Copy and paste rows based on values from multiple columns

I'm preparing a dataset for use with the lme4-package, and I seem to have sinned on one (probably all) of the principles of tidy data.

The dataset looks something like this (actual set has ~ 250 observations):

tribble(
~ID, ~test1, ~randomvar,  ~test2,
  1, "result1", 2,  NA,
  2, "result1", 1,  "result2",
  3, "result1", 4,  NA
)

What I need to do is copy every observation where the value of test1 AND test2 is not NA while retaining all other values in the row and inserting them into the same data frame. Basically, copy and paste all rows where the values of two variables are equal to !is.na. I've had a look in R4DS but I can't seem to find a suitable solution for this particular type of mess, although it might just be that I haven't figured out exactly how spread() and gather() works...

Not gonna lie, I'm a bit confused by your explanation of what you want to achieve. It would help if next time (or even this time, if I didn't get what you wanted) you write down the expected result similar to how you've written down the input.
That being said, does this do what you want?

library(tidyverse)

df <- tribble(
  ~ID, ~test1, ~randomvar,  ~test2,
  1, "result1", 2,  NA,
  2, "result1", 1,  "result2",
  3, "result1", 4,  NA
)

df %>%
  filter_at(vars(starts_with("test")), all_vars(!is.na(.)))
#> # A tibble: 1 x 4
#>      ID test1   randomvar test2  
#>   <dbl> <chr>       <dbl> <chr>  
#> 1     2 result1         1 result2

Created on 2018-07-30 by the reprex package (v0.2.0).

1 Like

Sorry, don't know why I didn't just make a tribble of what I want as well...

I want to turn this:

tribble(
~ID, ~test1, ~randomvar,  ~test2,
  1, "result1", 2,  NA,
  2, "result1", 1,  "result2",
  3, "result1", 4,  NA,
  4, "result1", 8,  "result2"
)

into this:

tribble(
~ID, ~test1, ~randomvar,  ~test2,
  1, "result1", 2,  NA,
  2, "result1", 1,  "result2",
  2, "result1", 1,  "result2",
  3, "result1", 4,  NA,
  4, "result1", 8,  "result2",
  4, "result1", 8,  "result2"
)

result1 and result2 were just ment as placeholders. The values will vary so I guess I will have to select based on the presence(not NA) in both of them.

Did this make any more sense? :slight_smile:

My first approach is exactly what you need then :slight_smile:. The only added wrinkle is that you need to add result to your original dataset. This can be done like this:

library(tidyverse)

df <- tribble(
  ~ID, ~test1, ~randomvar,  ~test2,
  1, "result1", 2,  NA,
  2, "result1", 1,  "result2",
  3, "result1", 4,  NA,
  4, "result1", 8,  "result2"
)

res <- tribble(
  ~ID, ~test1, ~randomvar,  ~test2,
  1, "result1", 2,  NA,
  2, "result1", 1,  "result2",
  2, "result1", 1,  "result2",
  3, "result1", 4,  NA,
  4, "result1", 8,  "result2",
  4, "result1", 8,  "result2"
)

res2 <- bind_rows(df, 
          df %>%
            filter_at(vars(starts_with("test")), all_vars(!is.na(.))))

all_equal(res, res2)
#> [1] TRUE

Created on 2018-07-30 by the reprex package (v0.2.0).

1 Like

Excellent, thank you! I should have mentioned that the actual variable names are not test1 and test2. However I (think I) managed to solve it with:

test <- bind_rows(df,
                 df %>% 
                   filter_at(vars(one_of("img_date", "b_date")), all_vars(!is.na(.))))
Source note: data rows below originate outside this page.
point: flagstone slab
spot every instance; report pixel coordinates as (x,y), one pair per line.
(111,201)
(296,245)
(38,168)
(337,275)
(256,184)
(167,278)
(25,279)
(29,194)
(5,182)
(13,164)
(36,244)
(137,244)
Would you agree this does the same given the names img_date and b_date? I tried checking with all_equal() and it says they're equal, guess I'm just worried I'll mess something up...

You can also use ends_with("date") if it makes sense on your data, but overall it looks like it should give you the result you want.
If all_equal returns TRUE then they are equal. You can always add couple more tests to check validity, of course, but this function tends to be fairly reliable.